Some years ago, IT industry analyst Charles Betz stated that, over time, frameworks tend to expand their scope and overstretch their reach. This leads to potential confusion about the framework's core - and most valuable - guidance. This article proposes a more explicit distinction between a framework’s core guidance and guidance that supports interaction with adjacent disciplines.

Frameworks

When a domain of work involves more than one professional specialization, each field of specialization often has its own concepts, beliefs, terminology and practices – a ‘framework’. The degree to which each framework reflects the existence of other fields (with their own frameworks), varies from framework to framework.

Core guidance versus interaction guidance

There seems to be a tendency for frameworks, over time, to expand their scope and describe adjacent domains. On the one hand, this expansion is useful. It provides the practitioner with a better understanding of the bigger picture and how to interact with adjacent disciplines. On the other hand, it can distract from the framework’s core guidance and confuse the practitioner as to the scope of their field.

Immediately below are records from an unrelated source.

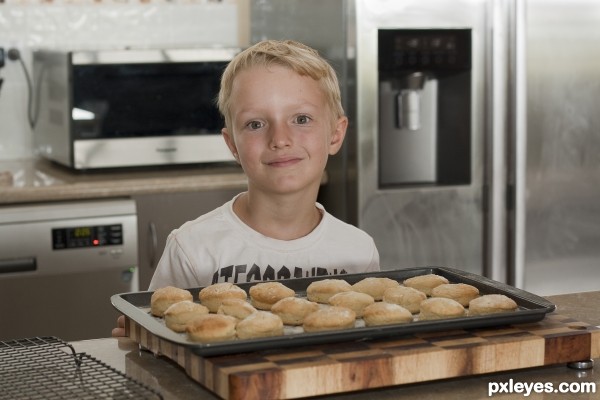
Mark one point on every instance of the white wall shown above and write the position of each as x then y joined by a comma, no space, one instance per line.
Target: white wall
81,24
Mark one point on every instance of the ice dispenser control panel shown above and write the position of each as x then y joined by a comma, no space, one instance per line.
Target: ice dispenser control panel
424,107
87,236
423,49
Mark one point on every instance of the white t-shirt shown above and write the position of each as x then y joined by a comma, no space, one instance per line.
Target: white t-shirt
219,247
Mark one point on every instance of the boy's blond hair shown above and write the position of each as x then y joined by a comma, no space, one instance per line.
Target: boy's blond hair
288,53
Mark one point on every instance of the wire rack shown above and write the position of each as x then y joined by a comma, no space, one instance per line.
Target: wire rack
49,368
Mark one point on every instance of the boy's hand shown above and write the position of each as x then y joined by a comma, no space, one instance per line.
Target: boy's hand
119,331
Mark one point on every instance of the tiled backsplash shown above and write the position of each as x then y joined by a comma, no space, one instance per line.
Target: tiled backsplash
81,24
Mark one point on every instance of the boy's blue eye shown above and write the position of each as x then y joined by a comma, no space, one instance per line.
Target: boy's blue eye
254,125
302,119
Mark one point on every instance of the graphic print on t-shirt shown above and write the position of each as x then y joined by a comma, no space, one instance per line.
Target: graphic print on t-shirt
243,274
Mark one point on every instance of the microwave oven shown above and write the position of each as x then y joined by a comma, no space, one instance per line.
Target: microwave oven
128,108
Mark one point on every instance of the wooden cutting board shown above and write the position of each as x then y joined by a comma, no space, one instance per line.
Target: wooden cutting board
349,366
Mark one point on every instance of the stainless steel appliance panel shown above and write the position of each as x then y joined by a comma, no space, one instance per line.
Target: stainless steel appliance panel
562,200
59,265
415,226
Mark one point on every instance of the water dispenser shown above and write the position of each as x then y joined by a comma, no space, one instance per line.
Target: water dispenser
424,106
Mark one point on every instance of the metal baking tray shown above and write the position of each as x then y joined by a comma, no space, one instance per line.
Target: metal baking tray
531,308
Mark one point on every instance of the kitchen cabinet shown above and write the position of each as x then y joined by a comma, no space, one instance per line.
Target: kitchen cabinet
160,213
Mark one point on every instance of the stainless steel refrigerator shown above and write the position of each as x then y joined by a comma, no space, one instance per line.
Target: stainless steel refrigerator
474,134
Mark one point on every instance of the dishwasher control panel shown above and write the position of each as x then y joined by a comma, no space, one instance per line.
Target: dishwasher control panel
87,236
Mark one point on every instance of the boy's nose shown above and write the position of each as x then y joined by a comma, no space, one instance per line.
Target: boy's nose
280,136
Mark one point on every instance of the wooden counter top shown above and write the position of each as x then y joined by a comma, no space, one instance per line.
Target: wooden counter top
35,180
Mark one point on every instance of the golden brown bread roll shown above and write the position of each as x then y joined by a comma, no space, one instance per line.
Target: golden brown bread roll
264,295
382,313
491,303
212,296
356,301
425,283
292,310
331,318
179,314
461,292
320,291
259,324
440,308
407,297
237,308
211,328
374,286
166,296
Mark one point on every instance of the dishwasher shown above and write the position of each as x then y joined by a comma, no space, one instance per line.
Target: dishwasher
61,262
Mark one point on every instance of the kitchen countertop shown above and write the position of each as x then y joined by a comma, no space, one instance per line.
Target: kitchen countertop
35,180
173,383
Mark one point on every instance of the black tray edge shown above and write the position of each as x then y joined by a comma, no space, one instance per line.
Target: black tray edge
536,309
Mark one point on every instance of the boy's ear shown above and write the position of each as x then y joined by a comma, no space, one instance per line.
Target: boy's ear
338,135
228,137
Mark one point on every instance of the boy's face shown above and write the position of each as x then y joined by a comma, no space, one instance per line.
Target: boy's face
282,129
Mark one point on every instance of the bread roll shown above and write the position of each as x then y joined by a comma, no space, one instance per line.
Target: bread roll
260,324
355,301
382,313
211,328
212,296
320,291
491,303
166,296
264,295
425,283
327,319
440,308
407,297
237,308
374,286
293,310
179,314
461,292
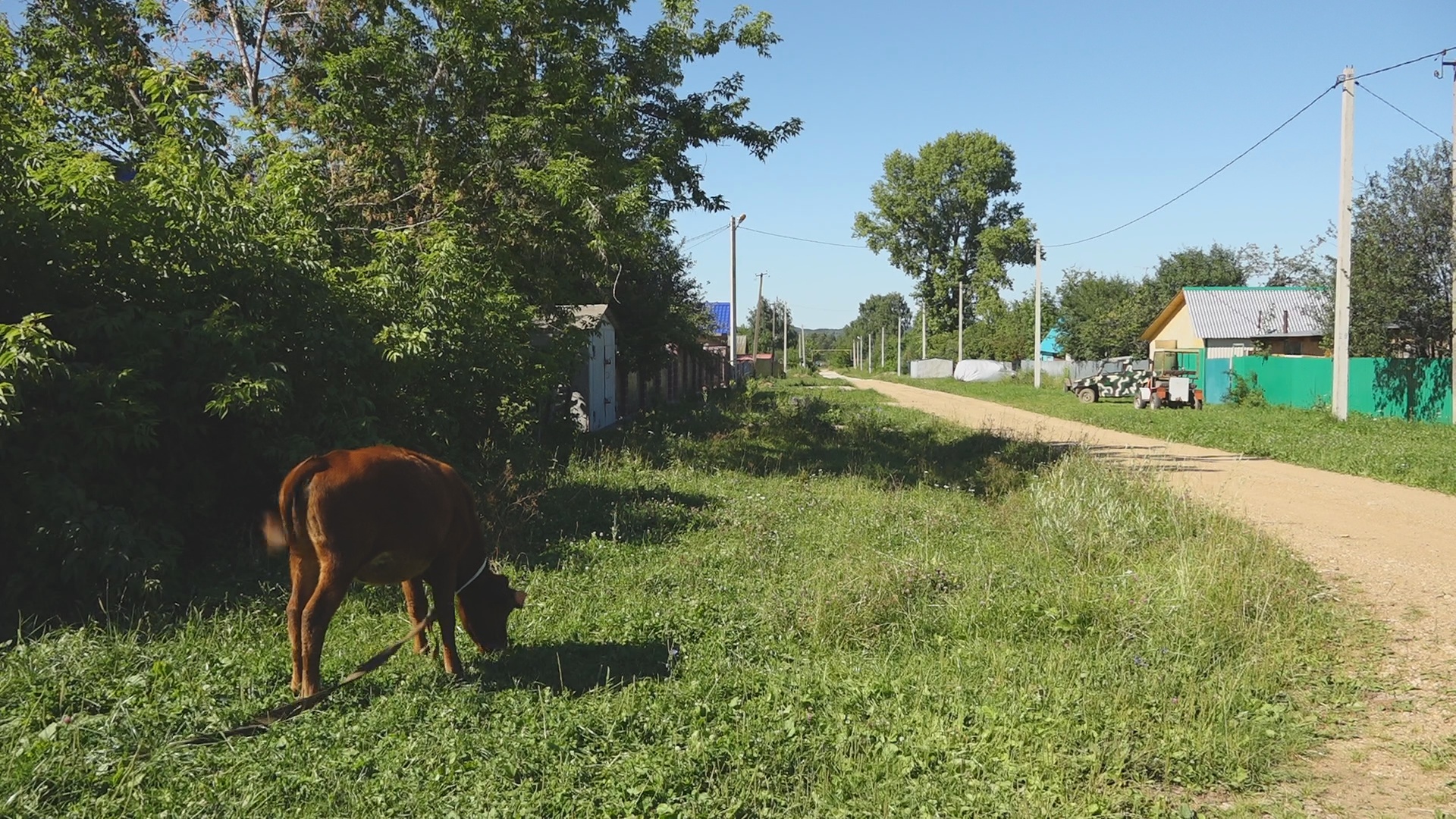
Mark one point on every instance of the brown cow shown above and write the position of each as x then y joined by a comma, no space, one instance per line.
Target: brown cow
384,515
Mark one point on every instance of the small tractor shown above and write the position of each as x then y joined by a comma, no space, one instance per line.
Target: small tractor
1168,385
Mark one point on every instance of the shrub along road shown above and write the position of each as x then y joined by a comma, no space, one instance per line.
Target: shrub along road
1392,541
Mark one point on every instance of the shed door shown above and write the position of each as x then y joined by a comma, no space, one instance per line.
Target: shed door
595,388
607,372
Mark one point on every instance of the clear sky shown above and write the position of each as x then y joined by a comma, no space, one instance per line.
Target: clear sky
1111,108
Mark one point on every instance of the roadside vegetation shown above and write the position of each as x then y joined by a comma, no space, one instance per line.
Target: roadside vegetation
792,602
1389,449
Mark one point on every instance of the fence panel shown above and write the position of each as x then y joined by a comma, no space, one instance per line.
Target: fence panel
1386,388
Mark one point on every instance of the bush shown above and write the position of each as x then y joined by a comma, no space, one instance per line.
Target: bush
1247,391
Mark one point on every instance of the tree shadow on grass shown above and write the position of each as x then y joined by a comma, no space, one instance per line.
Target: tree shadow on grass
801,433
574,668
626,513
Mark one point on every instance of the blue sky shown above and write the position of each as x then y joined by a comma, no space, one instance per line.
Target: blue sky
1111,108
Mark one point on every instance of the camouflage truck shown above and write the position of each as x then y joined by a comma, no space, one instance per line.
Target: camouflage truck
1116,378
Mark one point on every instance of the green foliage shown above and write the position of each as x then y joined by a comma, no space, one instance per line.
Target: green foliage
746,626
366,254
1401,265
1100,315
1414,453
1104,316
946,219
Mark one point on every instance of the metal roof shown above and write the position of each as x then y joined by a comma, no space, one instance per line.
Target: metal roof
1254,312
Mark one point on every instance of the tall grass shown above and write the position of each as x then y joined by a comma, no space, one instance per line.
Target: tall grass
1416,453
795,604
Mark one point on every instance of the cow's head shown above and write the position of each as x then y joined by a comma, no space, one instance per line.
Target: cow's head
485,607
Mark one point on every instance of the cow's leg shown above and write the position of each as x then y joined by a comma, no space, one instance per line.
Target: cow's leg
443,589
305,572
329,592
416,602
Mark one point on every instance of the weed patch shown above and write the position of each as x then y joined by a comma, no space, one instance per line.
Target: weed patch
1389,449
791,604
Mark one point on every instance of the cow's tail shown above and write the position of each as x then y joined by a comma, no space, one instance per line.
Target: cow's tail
289,523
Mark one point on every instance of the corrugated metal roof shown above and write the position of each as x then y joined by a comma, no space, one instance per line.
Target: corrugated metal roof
1254,312
721,316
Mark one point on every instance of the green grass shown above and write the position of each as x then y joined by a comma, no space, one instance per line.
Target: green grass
799,602
1389,449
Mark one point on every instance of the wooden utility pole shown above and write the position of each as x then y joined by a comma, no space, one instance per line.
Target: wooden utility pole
1452,63
1340,391
1036,343
733,292
960,322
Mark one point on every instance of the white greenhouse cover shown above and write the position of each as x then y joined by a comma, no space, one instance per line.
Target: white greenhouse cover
981,371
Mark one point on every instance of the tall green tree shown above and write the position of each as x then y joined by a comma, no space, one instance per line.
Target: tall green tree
1100,316
190,303
1401,265
770,316
946,219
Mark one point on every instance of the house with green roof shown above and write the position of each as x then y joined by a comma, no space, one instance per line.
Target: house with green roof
1228,322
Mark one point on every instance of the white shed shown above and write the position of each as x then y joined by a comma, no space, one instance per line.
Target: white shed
595,387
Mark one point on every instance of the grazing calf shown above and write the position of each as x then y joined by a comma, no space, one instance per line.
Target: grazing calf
384,515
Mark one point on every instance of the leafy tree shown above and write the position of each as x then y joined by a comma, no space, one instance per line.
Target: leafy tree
1008,331
1401,261
946,219
770,330
1100,315
191,303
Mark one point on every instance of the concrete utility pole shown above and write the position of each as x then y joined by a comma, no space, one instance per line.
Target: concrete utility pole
900,346
960,322
785,340
1036,343
758,314
922,328
733,293
1452,63
1340,391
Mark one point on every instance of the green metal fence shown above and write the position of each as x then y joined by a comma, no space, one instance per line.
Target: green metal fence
1391,388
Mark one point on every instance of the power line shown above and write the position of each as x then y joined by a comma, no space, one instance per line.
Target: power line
1310,104
1442,53
702,238
1261,142
801,240
1402,112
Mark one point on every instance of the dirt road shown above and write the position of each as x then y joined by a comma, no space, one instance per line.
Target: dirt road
1392,545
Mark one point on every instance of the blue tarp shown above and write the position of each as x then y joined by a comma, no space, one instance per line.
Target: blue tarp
1052,344
721,316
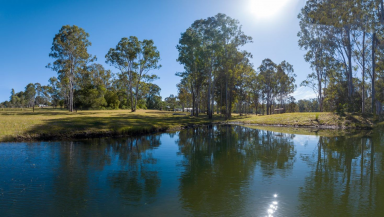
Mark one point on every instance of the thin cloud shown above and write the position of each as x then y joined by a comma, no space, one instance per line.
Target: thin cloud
304,93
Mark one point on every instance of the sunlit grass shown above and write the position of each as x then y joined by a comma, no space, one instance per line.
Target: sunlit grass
324,119
17,124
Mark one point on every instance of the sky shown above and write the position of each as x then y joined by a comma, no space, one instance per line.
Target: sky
27,29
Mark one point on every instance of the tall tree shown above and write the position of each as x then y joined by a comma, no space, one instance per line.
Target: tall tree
70,49
123,57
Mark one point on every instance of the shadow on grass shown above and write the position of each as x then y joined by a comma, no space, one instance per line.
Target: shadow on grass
115,125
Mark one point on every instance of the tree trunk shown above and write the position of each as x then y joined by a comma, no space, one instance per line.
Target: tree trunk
373,71
209,112
349,55
363,78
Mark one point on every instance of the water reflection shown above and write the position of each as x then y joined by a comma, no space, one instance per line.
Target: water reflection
346,177
219,164
206,171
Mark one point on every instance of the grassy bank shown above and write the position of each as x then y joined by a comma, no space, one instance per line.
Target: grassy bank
23,125
319,120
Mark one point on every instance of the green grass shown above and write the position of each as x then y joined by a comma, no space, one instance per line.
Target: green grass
17,125
324,120
22,125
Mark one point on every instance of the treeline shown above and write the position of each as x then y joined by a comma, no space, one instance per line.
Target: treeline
83,84
219,75
344,44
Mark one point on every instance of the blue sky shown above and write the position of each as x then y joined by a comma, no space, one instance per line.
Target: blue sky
27,29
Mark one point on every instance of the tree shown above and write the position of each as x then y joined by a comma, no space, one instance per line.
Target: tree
30,94
147,59
209,49
70,49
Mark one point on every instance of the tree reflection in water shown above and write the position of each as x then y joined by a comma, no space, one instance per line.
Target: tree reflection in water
347,177
219,164
134,173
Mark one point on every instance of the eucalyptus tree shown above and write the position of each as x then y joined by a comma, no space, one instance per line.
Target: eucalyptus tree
147,59
134,59
340,18
70,49
123,58
209,51
268,78
285,81
315,39
190,55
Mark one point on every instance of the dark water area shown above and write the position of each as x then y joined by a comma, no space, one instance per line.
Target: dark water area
207,171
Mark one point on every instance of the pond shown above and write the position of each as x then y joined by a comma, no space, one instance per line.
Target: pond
205,171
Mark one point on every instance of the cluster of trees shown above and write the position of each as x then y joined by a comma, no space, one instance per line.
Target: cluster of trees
83,84
344,45
218,74
343,40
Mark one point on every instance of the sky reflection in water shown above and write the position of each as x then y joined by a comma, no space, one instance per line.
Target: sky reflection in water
207,171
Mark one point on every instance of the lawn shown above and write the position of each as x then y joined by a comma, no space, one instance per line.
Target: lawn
18,124
320,119
23,124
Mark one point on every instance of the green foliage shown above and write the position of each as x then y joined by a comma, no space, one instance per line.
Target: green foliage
112,100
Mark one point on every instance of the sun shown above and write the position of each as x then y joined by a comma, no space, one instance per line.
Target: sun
267,8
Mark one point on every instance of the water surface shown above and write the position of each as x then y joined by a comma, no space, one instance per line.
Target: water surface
207,171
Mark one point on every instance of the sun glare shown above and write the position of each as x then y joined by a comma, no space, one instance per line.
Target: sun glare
267,8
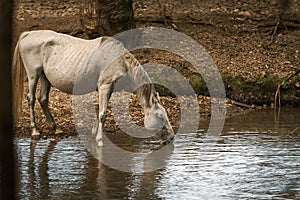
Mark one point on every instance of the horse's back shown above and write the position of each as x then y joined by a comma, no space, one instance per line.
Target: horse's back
59,56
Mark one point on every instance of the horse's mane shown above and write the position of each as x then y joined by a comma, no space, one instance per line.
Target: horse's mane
146,93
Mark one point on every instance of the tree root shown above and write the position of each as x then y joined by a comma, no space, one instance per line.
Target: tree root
277,94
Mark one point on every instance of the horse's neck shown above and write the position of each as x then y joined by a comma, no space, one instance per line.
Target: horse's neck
145,88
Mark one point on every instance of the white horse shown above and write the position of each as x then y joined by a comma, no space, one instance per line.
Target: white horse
62,61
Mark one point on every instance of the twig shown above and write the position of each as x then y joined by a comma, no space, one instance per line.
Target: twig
277,94
240,104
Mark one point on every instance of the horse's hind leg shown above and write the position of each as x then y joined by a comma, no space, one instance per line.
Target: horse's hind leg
44,101
105,92
32,83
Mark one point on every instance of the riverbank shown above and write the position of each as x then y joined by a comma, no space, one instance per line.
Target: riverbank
252,54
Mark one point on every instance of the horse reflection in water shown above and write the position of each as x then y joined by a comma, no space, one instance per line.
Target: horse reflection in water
62,169
77,66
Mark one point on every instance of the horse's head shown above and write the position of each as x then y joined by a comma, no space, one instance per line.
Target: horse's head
156,119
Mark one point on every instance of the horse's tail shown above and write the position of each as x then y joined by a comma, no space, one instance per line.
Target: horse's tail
18,73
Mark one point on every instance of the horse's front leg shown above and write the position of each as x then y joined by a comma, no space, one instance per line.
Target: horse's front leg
32,83
105,91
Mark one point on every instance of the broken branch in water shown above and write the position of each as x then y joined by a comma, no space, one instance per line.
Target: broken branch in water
277,94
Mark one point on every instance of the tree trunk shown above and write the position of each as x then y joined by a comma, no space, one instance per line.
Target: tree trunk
106,17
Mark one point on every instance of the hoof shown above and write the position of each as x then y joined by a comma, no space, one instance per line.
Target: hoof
58,131
35,134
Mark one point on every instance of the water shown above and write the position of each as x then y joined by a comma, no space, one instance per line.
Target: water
256,157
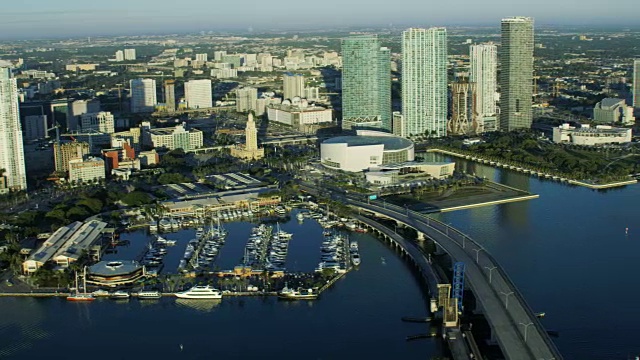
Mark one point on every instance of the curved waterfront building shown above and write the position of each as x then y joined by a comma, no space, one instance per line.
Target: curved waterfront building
358,153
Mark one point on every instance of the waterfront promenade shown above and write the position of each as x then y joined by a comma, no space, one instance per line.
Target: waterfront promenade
514,325
539,174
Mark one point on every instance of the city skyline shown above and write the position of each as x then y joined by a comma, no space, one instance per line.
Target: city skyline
424,82
12,165
119,17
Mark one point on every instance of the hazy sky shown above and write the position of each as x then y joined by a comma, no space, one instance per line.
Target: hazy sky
47,18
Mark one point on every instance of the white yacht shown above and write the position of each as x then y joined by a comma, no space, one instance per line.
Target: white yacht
200,292
149,294
119,295
355,259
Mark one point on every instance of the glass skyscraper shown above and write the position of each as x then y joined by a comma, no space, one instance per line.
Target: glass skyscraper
366,82
636,84
424,82
14,175
484,73
516,73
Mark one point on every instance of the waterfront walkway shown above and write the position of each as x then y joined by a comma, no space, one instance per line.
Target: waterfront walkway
514,325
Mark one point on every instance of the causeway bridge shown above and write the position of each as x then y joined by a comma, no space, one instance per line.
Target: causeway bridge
514,325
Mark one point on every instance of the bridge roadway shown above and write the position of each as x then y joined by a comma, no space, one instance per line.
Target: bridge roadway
515,326
459,348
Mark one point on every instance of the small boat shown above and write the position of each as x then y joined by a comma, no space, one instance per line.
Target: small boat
98,293
148,295
300,294
118,295
355,259
200,292
81,296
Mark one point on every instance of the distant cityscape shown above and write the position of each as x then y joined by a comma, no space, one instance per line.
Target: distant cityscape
358,131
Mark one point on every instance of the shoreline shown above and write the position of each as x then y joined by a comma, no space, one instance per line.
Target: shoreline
541,175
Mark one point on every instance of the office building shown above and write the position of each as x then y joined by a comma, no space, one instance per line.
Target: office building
484,73
293,86
424,82
202,58
80,108
516,73
299,115
246,99
14,176
35,127
130,54
198,94
462,108
86,170
65,152
368,149
636,84
176,138
613,111
143,95
366,82
250,150
101,122
170,95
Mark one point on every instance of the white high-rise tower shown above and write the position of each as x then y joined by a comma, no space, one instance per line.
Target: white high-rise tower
198,94
424,82
484,73
14,176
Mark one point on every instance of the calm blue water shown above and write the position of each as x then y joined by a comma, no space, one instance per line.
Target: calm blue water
570,257
359,317
567,251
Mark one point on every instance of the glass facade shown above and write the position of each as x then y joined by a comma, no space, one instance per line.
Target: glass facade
366,80
516,73
424,82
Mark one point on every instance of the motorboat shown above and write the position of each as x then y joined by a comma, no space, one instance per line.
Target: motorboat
299,294
81,296
200,292
99,293
149,295
119,295
355,259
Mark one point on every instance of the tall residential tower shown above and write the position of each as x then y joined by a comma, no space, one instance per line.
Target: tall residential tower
484,73
424,82
516,73
366,82
14,175
143,95
636,84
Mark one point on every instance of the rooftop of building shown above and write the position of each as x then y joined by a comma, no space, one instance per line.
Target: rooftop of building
610,102
390,143
169,130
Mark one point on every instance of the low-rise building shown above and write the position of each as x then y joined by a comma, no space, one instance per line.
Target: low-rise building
406,172
613,111
176,138
115,273
102,121
90,169
148,158
66,245
589,136
65,152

An example from the IT service management field: ITIL describes business analysis because IT service management practitioners sometimes interact with business analysts, but nobody in their right mind uses ITIL to learn how to practice business analysis.

Another example: the incident management practice has recently been reconstructed by part of the DevOps community. At its core, DevOps excels in shipping software from Dev to Ops, irrespective of the functionality. Incident management is by no means too far from its core but, thinking more about the evolution of DevOps in the longer term, it would be a shame to lose focus and credibility by expanding too much.

Scope

The scope of a field of specialization can be defined by the stages of the lifecycle (e.g. analysis, design, code, build, test, deployment, operations), the parts of the system (service vs product vs platform), the way of working (e.g. agile vs waterfall), or by other means. An additional approach is to state what IT service management or DevOps – or any other field – is not.

Once the scope has been defined, including any legitimately grey areas, the framework can make a more explicit distinction between its core guidance and guidance for interaction with adjacent fields.


Sean H.

Full stack cloud engineer. React, Angular, Vue, Node, Python on AWS. I dabble in React Native often.

3y

It’s been years since I talked to you Mark but your content is on point as ever.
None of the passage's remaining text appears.